That was the first time I realized how much love can hurt, and how much pain making the right decision can cause.
We still had Beau and Cocoa. It's not that they didn't love me or I didn't love them, but we didn't "belong" the way Satan and I always had.
Six months later I pulled into the driveway, Da Kid yammering away in the passenger seat, after his T-ball practice that day. It's late in the afternoon. Early evening? The sun is just starting to dip behind the roof of the church next door as I opened the car door, started to get out . . . and froze.
Just outside the fence, standing in silhouette against the sun's fading glow, is Satan.
I know this dog. I know the way he stands. The way he moves. The angle he cocks his head in when he's looking at something. And I know he's looking at me.
I hear Da Kid get out of the car. He runs around the front of the car to where I'm standing. He squeals, "Look Mommy! It's Satan!"
The silhouette began to move along the fence and . . . slowly it stopped looking like him.
Dobies and Labrador retrievers don't look anything alike, and this one was a walking wreck.
It was starved down and mange-ridden with bloody, scabby skin and little patches of tar-matted hair instead of a coat, trailing a broken rope knotted around its neck so tightly it's cut the bare skin completely around.
When Hubby, who'd pulled up in back of me, went out to the road the dog fell, then when on its back offering its belly.
What are you gonna do.
We brought the dog in the yard and gave it food and water. He let us cut the rope off, and Hubby announced that it looked like
I had a new dog.
"No, it's not staying."
I checked up and down the road for a couple of days. Everywhere around. No one was missing a dog or knew of anyone who was, and no one wanted one, either.

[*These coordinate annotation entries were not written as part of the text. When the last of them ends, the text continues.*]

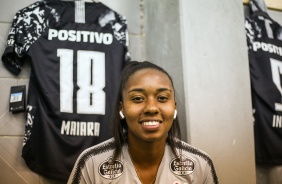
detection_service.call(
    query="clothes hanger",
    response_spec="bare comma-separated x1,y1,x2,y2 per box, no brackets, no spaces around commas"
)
60,0,100,3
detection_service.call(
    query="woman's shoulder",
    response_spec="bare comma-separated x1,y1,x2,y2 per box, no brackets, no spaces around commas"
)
176,140,212,164
79,138,115,159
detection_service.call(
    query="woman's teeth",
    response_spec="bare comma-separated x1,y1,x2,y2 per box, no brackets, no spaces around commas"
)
142,121,160,126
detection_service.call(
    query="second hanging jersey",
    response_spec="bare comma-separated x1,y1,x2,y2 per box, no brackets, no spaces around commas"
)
2,0,129,180
245,1,282,165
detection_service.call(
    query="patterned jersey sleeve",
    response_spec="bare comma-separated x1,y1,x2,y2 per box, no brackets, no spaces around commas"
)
2,2,47,75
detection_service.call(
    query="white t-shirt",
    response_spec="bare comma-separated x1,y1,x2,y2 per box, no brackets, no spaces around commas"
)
68,138,218,184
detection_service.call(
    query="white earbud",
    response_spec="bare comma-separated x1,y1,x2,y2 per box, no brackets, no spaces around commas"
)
173,109,177,119
119,111,124,119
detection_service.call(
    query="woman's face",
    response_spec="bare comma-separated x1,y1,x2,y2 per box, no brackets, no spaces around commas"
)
121,69,176,141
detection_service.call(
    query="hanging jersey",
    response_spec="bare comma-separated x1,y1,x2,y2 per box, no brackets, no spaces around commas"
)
245,1,282,164
2,0,129,180
68,139,218,184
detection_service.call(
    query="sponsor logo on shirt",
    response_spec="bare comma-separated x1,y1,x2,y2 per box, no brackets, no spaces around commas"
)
169,155,195,176
98,157,123,180
48,29,113,45
173,181,188,184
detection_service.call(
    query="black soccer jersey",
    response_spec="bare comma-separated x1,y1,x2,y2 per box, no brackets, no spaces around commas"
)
2,0,129,180
245,1,282,164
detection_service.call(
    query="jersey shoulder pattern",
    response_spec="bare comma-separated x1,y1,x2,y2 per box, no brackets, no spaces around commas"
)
2,0,130,75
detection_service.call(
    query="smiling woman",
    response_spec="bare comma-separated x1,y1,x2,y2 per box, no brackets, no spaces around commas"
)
68,61,218,184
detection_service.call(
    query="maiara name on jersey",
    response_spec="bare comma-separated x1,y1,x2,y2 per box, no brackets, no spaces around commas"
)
48,29,113,45
61,120,100,137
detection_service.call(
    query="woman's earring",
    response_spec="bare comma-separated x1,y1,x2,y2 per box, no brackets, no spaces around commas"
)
119,111,124,119
173,109,177,119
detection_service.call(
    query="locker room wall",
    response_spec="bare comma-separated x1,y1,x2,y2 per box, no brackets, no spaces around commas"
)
0,0,145,184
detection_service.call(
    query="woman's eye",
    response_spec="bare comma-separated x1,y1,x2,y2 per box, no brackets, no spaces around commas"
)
158,96,168,102
132,96,144,102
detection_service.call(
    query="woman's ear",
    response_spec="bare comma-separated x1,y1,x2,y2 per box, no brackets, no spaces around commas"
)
119,102,125,119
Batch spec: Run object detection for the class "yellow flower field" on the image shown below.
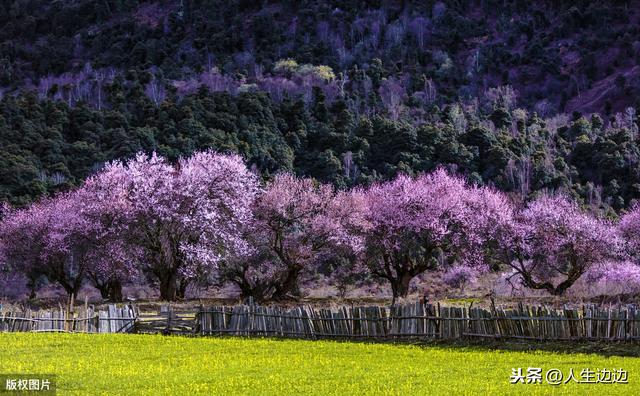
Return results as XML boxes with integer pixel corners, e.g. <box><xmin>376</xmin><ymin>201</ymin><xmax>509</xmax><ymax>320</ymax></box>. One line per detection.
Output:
<box><xmin>0</xmin><ymin>333</ymin><xmax>640</xmax><ymax>395</ymax></box>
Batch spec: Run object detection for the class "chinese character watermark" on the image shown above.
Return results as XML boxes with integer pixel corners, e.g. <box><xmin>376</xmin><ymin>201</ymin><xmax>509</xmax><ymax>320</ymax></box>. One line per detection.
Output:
<box><xmin>0</xmin><ymin>374</ymin><xmax>56</xmax><ymax>395</ymax></box>
<box><xmin>509</xmin><ymin>367</ymin><xmax>629</xmax><ymax>385</ymax></box>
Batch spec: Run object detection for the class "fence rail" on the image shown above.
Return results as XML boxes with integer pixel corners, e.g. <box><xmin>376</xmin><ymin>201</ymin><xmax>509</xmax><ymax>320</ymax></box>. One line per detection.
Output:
<box><xmin>5</xmin><ymin>302</ymin><xmax>640</xmax><ymax>341</ymax></box>
<box><xmin>194</xmin><ymin>303</ymin><xmax>640</xmax><ymax>341</ymax></box>
<box><xmin>0</xmin><ymin>305</ymin><xmax>137</xmax><ymax>333</ymax></box>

A couple of meals, and finally I broke down and gave it a bath because I knew no one was going to want a dog that looked this bad.
That night Hubby said I'd just confirmed that THIS dog wasn't leaving.

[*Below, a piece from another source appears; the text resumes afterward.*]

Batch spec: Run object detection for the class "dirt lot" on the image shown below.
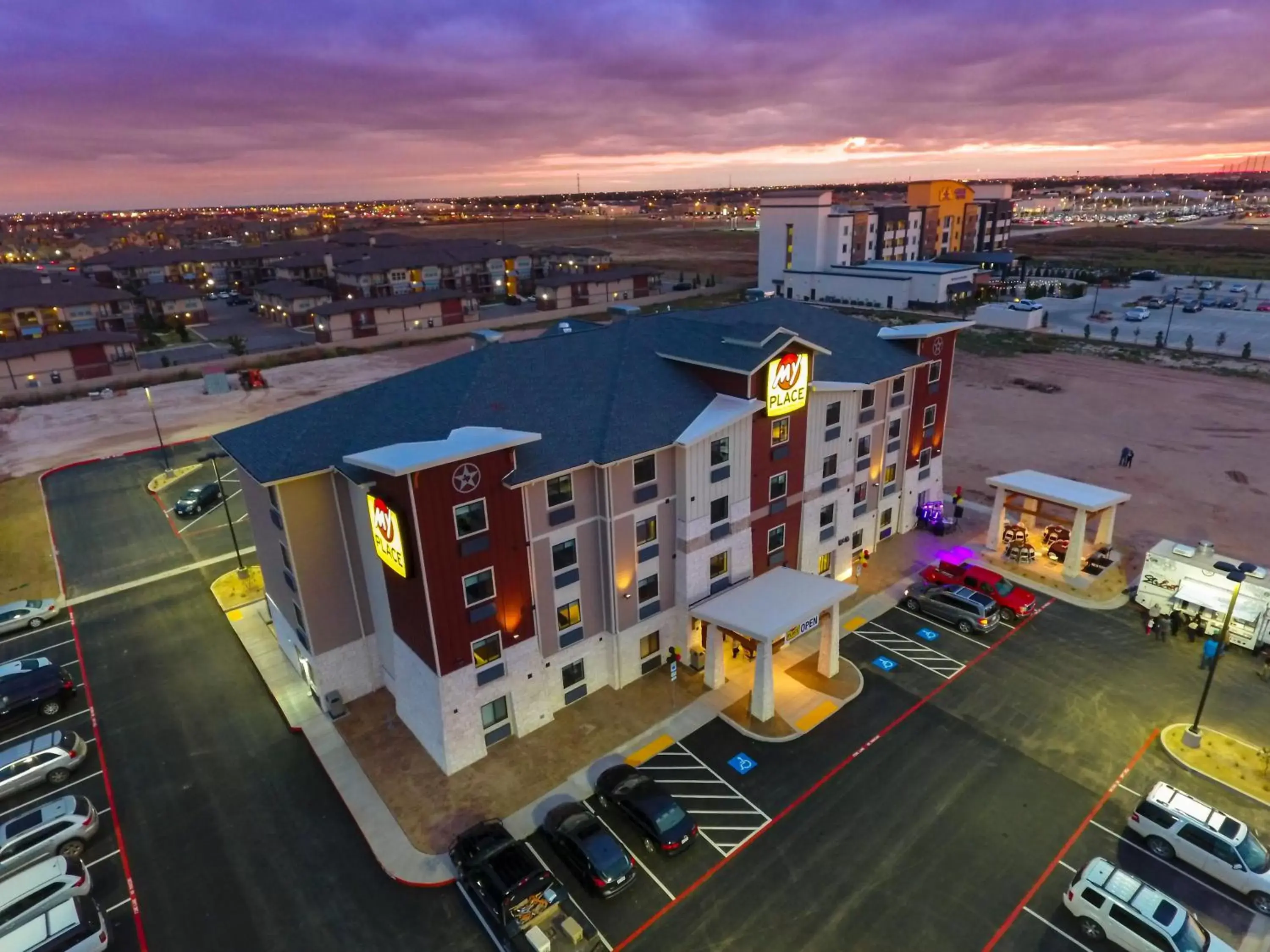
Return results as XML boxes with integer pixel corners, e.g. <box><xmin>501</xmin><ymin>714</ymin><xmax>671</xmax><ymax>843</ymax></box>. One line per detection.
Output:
<box><xmin>944</xmin><ymin>354</ymin><xmax>1270</xmax><ymax>579</ymax></box>
<box><xmin>1013</xmin><ymin>226</ymin><xmax>1270</xmax><ymax>278</ymax></box>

"If you bathe a dog, we both know it's staying."
"No, he's not staying! Lucky son of a bitch, though, walking up just as we were pulling in."
"And now you've just named him, too."
There was something else, too, I'd felt from the start. A strange sensation that somehow I knew the dog. From . . . somewhere. I pushed it away. I buried it.
I couldn't ignore it any longer a few nights later, when one helluva storm came in. Thunder, lightening, wind and heavy rain. So, I let him in.
The dog walks right over to where Satan's bowls had been for so many years until six months before, and stares at the empty space. Then he looks at me, then back to where the bowls used to be.
Nah! That's crazy and I'm not.
Except when I went to bed that night, Lucky put his head along side my pillow for a minute . . . the way Satan had always done, just before he curled up and went to sleep in the corner Satan had always slept in.
He also knew every single one of Satan's tricks, answering my oddball voice commands and hand signals without hesitation.
Okay, maybe I am crazy. If I am, fine. So is Hubby.
About two weeks after Lucky showed up, Hubby grabbed his face and went eye to eye with him:
"You couldn't stand being gone, could you. You came back."
Do dog's souls wander around waiting to come back to the people they love? I don't know, but I think so although not in all cases.
From whatever the other side is, some recognize that the hole they left in their person's heart hasn't been healed by time. That while they were here, they were able to help their person through rough times, and seeing the rough times they're facing now they know THEY aren't there anymore to help the way they used to.
So, they either come back in another form . . . or grab "someone" already here and say, "Yo! Over there. Yeah, THAT person. This is everything you need to know."